Is VR Training Effective?
Q: How can organizations evaluate the impact on employee development and organizational efficiency?
A: A study by PwC highlights the effectiveness of AR/VR training as it found that “V-learn,” which utilizes virtual reality to train employees on various skills, outperformed traditional classroom and e-learning modalities in teaching soft skills concepts.
V-learners exhibited up to 275% more confidence in applying what they learned, representing a 40% improvement over classroom training and a 35% improvement over e-learning. Furthermore, V-learners were up to four times more focused than e-learners, completing their training on average four times faster than classroom training and 1.5 times faster than e-learning.
With this in mind, the opportunities for organizations to streamline training and onboarding are endless.
Q: Looking ahead, what long-term benefits do you anticipate for companies that embrace AR and VR technologies?
A: On average, businesses in the US spend upward of $1,000 per person annually on employee training. Implementing XR for employee onboarding and training requires upfront investment, but long term, it can lower employee training costs and increase efficiency for reskilling.
The convergence of the digital and physical worlds through commercial XR technologies is occurring at an inflection point in the global workforce. Companies critically need to adopt technologies that make their employees smarter and more efficient to help compensate for the loss of retiring skilled and knowledgeable workers and enhance the efficiency of distributed workforces.
A Korn Ferry report found that by 2030, more than 85 million jobs could go unfilled because there aren’t enough skilled people to take them. Left unchecked, in 2030, that talent shortage could result in about $8.5 trillion in unrealized annual revenues.
Challenges of VR and The Future
Q: What challenges do you anticipate in the implementation?
A: While AR/VR technology caters to the needs of the Gen Z workforce, as they are digital natives who are already well-versed in the Internet and accustomed to living in a highly connected world, older generations such as Boomers may have more difficulty adapting.

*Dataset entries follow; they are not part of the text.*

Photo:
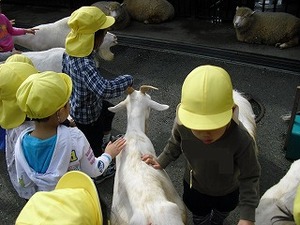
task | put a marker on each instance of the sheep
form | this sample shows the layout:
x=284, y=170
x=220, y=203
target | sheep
x=142, y=194
x=150, y=11
x=276, y=204
x=245, y=113
x=271, y=28
x=52, y=35
x=48, y=60
x=116, y=10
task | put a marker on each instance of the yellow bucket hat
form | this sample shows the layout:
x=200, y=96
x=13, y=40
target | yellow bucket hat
x=84, y=22
x=206, y=99
x=42, y=94
x=74, y=201
x=296, y=210
x=12, y=75
x=19, y=58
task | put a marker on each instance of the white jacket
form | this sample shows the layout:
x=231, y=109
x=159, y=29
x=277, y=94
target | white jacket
x=11, y=139
x=72, y=152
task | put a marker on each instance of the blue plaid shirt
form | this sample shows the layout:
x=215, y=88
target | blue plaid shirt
x=90, y=88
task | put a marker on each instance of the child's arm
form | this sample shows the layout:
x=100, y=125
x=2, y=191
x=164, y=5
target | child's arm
x=30, y=31
x=96, y=166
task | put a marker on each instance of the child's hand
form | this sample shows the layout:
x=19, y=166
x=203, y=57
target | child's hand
x=245, y=222
x=150, y=160
x=114, y=148
x=31, y=30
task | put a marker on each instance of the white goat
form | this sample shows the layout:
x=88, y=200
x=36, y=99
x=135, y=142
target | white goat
x=49, y=60
x=142, y=195
x=276, y=205
x=52, y=35
x=245, y=114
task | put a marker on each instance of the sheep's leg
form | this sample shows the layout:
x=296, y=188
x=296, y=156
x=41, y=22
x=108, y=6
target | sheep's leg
x=294, y=41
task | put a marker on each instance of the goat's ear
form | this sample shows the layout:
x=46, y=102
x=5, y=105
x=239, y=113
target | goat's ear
x=157, y=106
x=145, y=88
x=118, y=107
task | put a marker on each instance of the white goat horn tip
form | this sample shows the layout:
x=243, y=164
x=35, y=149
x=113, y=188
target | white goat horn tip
x=129, y=90
x=145, y=88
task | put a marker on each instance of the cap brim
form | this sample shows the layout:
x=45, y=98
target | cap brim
x=203, y=122
x=77, y=179
x=11, y=115
x=109, y=22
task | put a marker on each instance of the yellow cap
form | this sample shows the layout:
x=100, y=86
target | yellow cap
x=12, y=75
x=74, y=201
x=19, y=58
x=206, y=99
x=84, y=22
x=296, y=211
x=42, y=94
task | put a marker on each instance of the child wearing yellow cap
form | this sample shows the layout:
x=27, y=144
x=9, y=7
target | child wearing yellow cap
x=73, y=201
x=222, y=169
x=45, y=153
x=12, y=75
x=89, y=105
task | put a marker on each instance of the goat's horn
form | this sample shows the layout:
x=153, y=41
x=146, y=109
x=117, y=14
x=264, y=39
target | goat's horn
x=145, y=88
x=129, y=90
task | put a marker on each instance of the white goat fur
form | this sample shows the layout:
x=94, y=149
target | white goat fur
x=52, y=35
x=280, y=195
x=246, y=115
x=142, y=195
x=49, y=60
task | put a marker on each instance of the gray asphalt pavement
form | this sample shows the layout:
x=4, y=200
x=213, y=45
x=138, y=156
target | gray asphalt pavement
x=274, y=89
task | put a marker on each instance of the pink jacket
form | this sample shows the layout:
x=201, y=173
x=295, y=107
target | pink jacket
x=6, y=33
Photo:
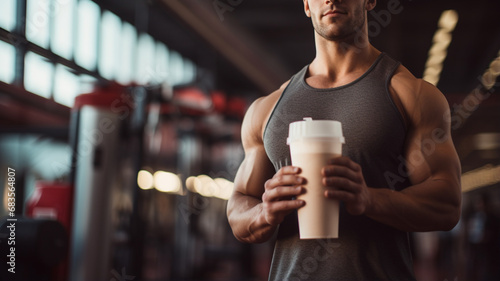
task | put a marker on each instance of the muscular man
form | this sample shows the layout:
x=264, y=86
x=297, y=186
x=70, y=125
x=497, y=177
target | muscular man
x=399, y=171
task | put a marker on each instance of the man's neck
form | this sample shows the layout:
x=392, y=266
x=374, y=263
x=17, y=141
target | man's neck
x=338, y=59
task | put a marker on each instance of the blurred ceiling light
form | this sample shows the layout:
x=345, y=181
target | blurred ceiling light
x=491, y=74
x=190, y=183
x=225, y=188
x=484, y=176
x=439, y=50
x=167, y=182
x=145, y=179
x=206, y=186
x=487, y=141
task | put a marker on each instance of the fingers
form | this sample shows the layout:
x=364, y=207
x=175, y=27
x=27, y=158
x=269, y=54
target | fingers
x=346, y=162
x=341, y=171
x=282, y=193
x=277, y=199
x=286, y=176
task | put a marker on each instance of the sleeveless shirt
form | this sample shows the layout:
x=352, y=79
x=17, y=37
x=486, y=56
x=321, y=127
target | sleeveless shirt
x=375, y=133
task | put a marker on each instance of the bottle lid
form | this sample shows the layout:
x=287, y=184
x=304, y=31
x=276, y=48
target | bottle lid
x=309, y=128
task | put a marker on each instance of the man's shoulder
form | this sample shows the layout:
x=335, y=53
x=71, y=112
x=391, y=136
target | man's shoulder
x=417, y=96
x=407, y=86
x=264, y=104
x=259, y=112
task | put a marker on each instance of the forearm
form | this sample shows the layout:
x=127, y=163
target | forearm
x=429, y=206
x=245, y=215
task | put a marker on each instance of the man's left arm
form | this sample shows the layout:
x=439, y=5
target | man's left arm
x=433, y=200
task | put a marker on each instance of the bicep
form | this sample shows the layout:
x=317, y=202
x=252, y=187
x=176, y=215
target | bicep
x=256, y=168
x=430, y=152
x=253, y=172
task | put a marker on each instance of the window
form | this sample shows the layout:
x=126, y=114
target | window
x=110, y=45
x=145, y=59
x=86, y=44
x=176, y=71
x=127, y=51
x=7, y=59
x=38, y=22
x=38, y=75
x=62, y=35
x=66, y=86
x=161, y=63
x=8, y=14
x=97, y=40
x=189, y=71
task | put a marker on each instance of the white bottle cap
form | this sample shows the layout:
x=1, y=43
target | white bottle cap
x=310, y=128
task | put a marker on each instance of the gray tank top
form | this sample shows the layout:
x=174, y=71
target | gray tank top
x=375, y=135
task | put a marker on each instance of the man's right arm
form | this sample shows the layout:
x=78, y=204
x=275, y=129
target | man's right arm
x=261, y=198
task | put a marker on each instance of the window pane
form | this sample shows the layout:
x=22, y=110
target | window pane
x=66, y=86
x=37, y=75
x=7, y=59
x=37, y=22
x=8, y=14
x=87, y=84
x=110, y=38
x=161, y=61
x=176, y=69
x=145, y=59
x=86, y=46
x=127, y=51
x=62, y=37
x=189, y=71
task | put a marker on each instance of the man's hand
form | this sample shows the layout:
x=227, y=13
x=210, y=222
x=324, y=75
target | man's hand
x=344, y=181
x=279, y=190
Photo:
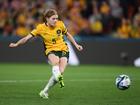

Employers should anticipate that there may be a larger learning curve and that more time and resources may be needed for different subsets of employees to get up to speed.
Q: Are there any additional developments or advancements in AR/VR that Lenovo anticipates for the future?
A: The development and growth of generative AI are just beginning to have a profound impact on the XR industry. Applications and solutions that used to take months or over a year to develop can now be done in hours, days, or weeks with no-code and low-code AI-enabled tools.
This is going to be a tremendous boon to the industry as hardware continues to improve, as well as the breadth and depth of lower-cost software. This is a very exciting time.